1.发现问题
在web页面操作系统,前端有发起请求,后端无任何响应,一直pending状态,等待超过几分钟都无响应。
该业务的处理类有个全局锁
java
private static final ReentrantLock GLOBAL_LOCK = new ReentrantLock();
业务决定了这个锁是必须加,不同系统的外部请求会操作修改同一行,甚至同一批数据。第一反应是不是"死锁了"。
2.排查JVM死锁
bash
jstack -l <pid> > stack.log
查看整个 dump 没有出现典型死锁标志:
❌ Found one Java-level deadlock
❌ waiting to lock <xxx> held by ... 形成环
找到页面请求接口的线程
log
"http-nio-0.0.0.0-8081-exec-340" Id=1848 cpuUsage=0.0% deltaTime=0ms time=28ms WAITING on java.util.concurrent.locks.ReentrantLock$NonfairSync@ed361db owned by "DomainForceCommandTranslator" Id=206
at java.base@17.0.11/jdk.internal.misc.Unsafe.park(Native Method)
- waiting on java.util.concurrent.locks.ReentrantLock$NonfairSync@ed361db
at java.base@17.0.11/java.util.concurrent.locks.LockSupport.park(LockSupport.java:211)

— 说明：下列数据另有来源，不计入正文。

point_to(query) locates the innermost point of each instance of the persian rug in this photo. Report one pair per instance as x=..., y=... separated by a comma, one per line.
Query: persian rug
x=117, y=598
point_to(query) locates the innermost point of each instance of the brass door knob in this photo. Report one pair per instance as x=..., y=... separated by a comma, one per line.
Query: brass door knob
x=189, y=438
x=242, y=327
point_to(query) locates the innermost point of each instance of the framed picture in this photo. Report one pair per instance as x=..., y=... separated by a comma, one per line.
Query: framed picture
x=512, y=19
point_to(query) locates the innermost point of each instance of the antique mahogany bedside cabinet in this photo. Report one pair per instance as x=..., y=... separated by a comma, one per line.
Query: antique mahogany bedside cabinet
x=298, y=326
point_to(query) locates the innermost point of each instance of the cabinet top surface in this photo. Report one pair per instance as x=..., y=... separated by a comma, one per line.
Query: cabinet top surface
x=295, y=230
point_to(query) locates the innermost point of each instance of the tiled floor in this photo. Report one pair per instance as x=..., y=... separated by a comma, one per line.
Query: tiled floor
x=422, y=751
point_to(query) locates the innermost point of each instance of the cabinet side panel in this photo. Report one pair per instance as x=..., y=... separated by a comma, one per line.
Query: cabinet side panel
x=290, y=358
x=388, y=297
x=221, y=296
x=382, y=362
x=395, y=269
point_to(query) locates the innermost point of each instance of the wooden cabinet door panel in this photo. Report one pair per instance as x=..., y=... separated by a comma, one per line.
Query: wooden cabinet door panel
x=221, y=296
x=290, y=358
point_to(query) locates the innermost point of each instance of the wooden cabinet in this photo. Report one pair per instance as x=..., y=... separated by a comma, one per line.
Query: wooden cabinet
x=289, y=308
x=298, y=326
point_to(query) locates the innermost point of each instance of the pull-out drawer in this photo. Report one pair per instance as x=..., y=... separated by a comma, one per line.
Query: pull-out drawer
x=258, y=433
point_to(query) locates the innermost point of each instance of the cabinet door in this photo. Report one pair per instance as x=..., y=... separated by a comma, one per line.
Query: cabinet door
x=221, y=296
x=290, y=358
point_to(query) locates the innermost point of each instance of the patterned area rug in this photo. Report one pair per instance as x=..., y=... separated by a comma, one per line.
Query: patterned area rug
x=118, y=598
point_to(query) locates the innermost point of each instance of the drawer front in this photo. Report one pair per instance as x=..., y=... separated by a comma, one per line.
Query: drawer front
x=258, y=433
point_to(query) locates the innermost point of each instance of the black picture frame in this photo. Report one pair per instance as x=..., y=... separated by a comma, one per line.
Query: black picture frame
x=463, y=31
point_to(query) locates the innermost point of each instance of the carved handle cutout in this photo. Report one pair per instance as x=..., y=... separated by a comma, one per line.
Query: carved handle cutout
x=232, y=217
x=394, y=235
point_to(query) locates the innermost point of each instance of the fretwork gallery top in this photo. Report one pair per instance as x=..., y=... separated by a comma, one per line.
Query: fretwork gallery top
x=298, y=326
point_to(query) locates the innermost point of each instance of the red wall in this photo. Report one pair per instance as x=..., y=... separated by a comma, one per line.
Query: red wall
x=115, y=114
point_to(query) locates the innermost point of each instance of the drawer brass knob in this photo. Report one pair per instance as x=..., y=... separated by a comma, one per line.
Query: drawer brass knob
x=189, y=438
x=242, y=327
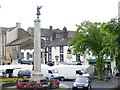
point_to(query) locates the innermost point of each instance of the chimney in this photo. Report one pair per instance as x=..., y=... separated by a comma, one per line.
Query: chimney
x=53, y=36
x=18, y=25
x=64, y=33
x=50, y=27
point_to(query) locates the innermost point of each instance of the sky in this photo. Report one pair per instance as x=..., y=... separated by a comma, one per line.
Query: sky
x=56, y=13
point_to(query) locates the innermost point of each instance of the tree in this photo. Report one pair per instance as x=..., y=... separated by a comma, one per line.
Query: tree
x=112, y=39
x=89, y=37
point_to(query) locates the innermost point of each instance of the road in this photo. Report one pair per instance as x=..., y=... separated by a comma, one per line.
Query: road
x=95, y=84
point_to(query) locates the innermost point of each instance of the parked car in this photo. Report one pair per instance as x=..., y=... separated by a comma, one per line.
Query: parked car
x=24, y=73
x=82, y=83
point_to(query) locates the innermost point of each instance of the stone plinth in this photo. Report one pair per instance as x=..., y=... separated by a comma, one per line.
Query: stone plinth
x=36, y=74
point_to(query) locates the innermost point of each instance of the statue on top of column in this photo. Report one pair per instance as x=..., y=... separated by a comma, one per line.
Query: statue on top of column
x=38, y=11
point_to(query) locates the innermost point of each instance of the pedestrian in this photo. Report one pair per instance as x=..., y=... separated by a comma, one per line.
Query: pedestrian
x=109, y=75
x=113, y=75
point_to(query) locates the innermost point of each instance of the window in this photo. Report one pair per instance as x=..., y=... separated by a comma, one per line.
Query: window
x=61, y=49
x=61, y=58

at java.base@17.0.11/java.util.concurrent.locks.AbstractQueuedSynchronizer.acquire(AbstractQueuedSynchronizer.java:715)
at java.base@17.0.11/java.util.concurrent.locks.AbstractQueuedSynchronizer.acquire(AbstractQueuedSynchronizer.java:938)
at java.base@17.0.11/java.util.concurrent.locks.ReentrantLock$Sync.lock(ReentrantLock.java:153)
at java.base@17.0.11/java.util.concurrent.locks.ReentrantLock.lock(ReentrantLock.java:322)
发现其在等待 Id=206的线程释放 ReentrantLock GLOBAL_LOCK,并且有大量线程在等待这个锁
再看看206线程在干什么
log
"DomainForceCommandTranslator" Id=206 cpuUsage=1.52% deltaTime=3ms time=444450ms RUNNABLE (in native)
at java.base@17.0.11/sun.nio.ch.Net.poll(Native Method)
at java.base@17.0.11/sun.nio.ch.NioSocketImpl.park(NioSocketImpl.java:186)
at java.base@17.0.11/sun.nio.ch.NioSocketImpl.timedRead(NioSocketImpl.java:290)
at java.base@17.0.11/sun.nio.ch.NioSocketImpl.implRead(NioSocketImpl.java:314)
at java.base@17.0.11/sun.nio.ch.NioSocketImpl.read(NioSocketImpl.java:355)
at java.base@17.0.11/sun.nio.ch.NioSocketImpl$1.read(NioSocketImpl.java:808)
at java.base@17.0.11/java.net.Socket$SocketInputStream.read(Socket.java:966)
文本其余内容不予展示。